- Office of State Auditor Suzanne M. Bump
Media Contact for Audit Finds Disparities in Administration of Probation Supervision Fees in Massachusetts Courts
Mike Wessler, Communications Director
Boston — An audit released today by the Office of the State Auditor found inconsistent administration of probation fees and enforcement of community service requirements across the Massachusetts Trial Court. The audit found that waivers of the mandatory monthly probation supervision fee (PSF) were granted without required documentation, assessments were made against people not on probation, and there were errors in the administration of the community-service program. This audit summarizes a series of audits relative to the implementation of probation fee assessments at 16 courts across the Commonwealth.
“The audit found that the law guiding the courts about probation fees and/or community service was interpreted and implemented differently across the 16 courts at which we conducted our review,” said State Auditor Suzanne M. Bump. “Fair and equitable treatment under the law is at the heart of our criminal justice system but our audit found that rather than justice being impartial, the fate of many residents has instead been a matter of geography and dependent on which court supervised them during their probation period.”

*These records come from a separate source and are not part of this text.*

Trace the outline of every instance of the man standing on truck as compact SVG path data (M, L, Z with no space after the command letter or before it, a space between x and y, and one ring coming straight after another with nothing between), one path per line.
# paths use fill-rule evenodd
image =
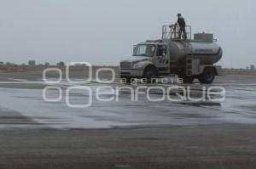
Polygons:
M176 23L176 25L178 25L179 26L178 38L181 39L181 36L183 34L183 40L187 40L185 19L181 15L181 14L178 14L177 16L177 21Z

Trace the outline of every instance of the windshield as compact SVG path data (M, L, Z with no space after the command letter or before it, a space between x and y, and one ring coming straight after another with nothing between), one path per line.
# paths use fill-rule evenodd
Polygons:
M153 57L155 45L143 44L137 45L133 53L133 56L148 56Z

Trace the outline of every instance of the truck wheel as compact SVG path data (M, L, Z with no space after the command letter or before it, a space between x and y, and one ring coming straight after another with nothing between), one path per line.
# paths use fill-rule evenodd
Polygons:
M130 76L121 76L121 79L125 80L125 83L127 83L127 84L131 84L131 77L130 77Z
M146 68L146 70L144 70L143 78L146 78L148 80L148 83L154 82L152 82L152 79L158 78L157 70L153 66Z
M182 78L183 78L184 83L193 83L193 82L195 80L195 77L193 76L182 76Z
M201 83L210 84L215 79L215 70L213 68L205 68L202 74L198 77Z

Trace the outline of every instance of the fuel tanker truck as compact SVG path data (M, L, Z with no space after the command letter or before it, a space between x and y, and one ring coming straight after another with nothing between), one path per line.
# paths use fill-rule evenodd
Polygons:
M222 48L212 34L197 33L191 38L191 26L187 37L180 39L176 25L162 26L162 38L148 40L134 47L133 56L120 62L120 76L127 83L143 78L152 82L163 76L177 75L185 83L198 79L212 83L219 75L218 62Z

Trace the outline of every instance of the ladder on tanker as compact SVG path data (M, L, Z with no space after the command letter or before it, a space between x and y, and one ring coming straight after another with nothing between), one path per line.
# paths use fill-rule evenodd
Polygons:
M185 62L185 74L188 76L193 76L193 48L189 41L191 40L191 26L186 26L186 37L187 39L179 38L179 31L176 25L163 25L162 26L162 41L170 42L172 41L180 41L184 46L184 54L186 55Z
M186 67L185 67L185 71L186 71L186 76L193 76L193 59L194 59L194 55L193 55L193 48L191 46L191 43L188 42L183 42L184 45L184 53L186 54Z

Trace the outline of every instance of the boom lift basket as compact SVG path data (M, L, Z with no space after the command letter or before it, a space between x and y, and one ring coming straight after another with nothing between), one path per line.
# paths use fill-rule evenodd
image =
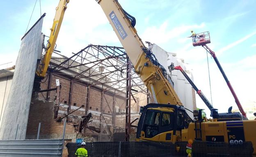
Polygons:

A PSF is a monthly fee that judges are required by law to assess for a criminal offender placed on probation. These fees range from $50 to $65, depending on the level of oversight required of the probationer. Under Massachusetts law, these fees can be waived if the individual on probation is making monthly restitution payments that are greater than the amount of the PSF or if the court finds the fee would create an undue hardship, in which case community service is instituted in place of the fee.

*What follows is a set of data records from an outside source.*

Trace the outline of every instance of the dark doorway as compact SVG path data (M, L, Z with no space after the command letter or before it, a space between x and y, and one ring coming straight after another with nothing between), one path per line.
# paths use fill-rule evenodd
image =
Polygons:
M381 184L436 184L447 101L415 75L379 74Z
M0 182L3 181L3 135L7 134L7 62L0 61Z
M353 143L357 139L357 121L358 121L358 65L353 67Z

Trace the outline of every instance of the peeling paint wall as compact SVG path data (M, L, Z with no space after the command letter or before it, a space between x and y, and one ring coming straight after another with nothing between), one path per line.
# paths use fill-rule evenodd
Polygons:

The audit found that the Trial Court was not properly enforcing PSFs, and was not documenting waivers to these required fees. It also found that some judges failed to decide whether a probationer should pay the fee or perform community service, instead delegating that decision to probation officers. Also, some judges incorrectly assessed PSFs or collected them against individuals who were not on probation. Finally, the audit found that some individuals were allowed to perform community service instead of paying PSFs, despite court orders to pay those fees.
“Inconsistency in assessing or documenting waivers of the required fees means the Trial Court, through its district court locations, may not be collecting the revenue it should,” said Bump.
The audit also found that the community-service program is not uniformly implemented across the Commonwealth and recommended that the Trial Court implement an adequate process to record and account for service performed.
Since the audit was conducted, Trial Court officials have reported that they have begun to take steps to implement the recommendations identified in the audit.
In addition to this audit, the Office of the State Auditor (OSA) will release audits of implementation of PSFs at 16 District Court locations in the coming weeks. Prior to this group of audits focused on the oversight of probation supervision fee assessments at district courts, the OSA identified similar trends at superior courts in 2014 and 2015. Those prior audits identified that monthly probation fees were not being waived, assessed, or collected properly at five superior courts – Barnstable, Bristol, Franklin, Hampshire, and Plymouth and that community service hours were not being properly tracked at the Barnstable, Bristol, Franklin, and Hampshire superior courts.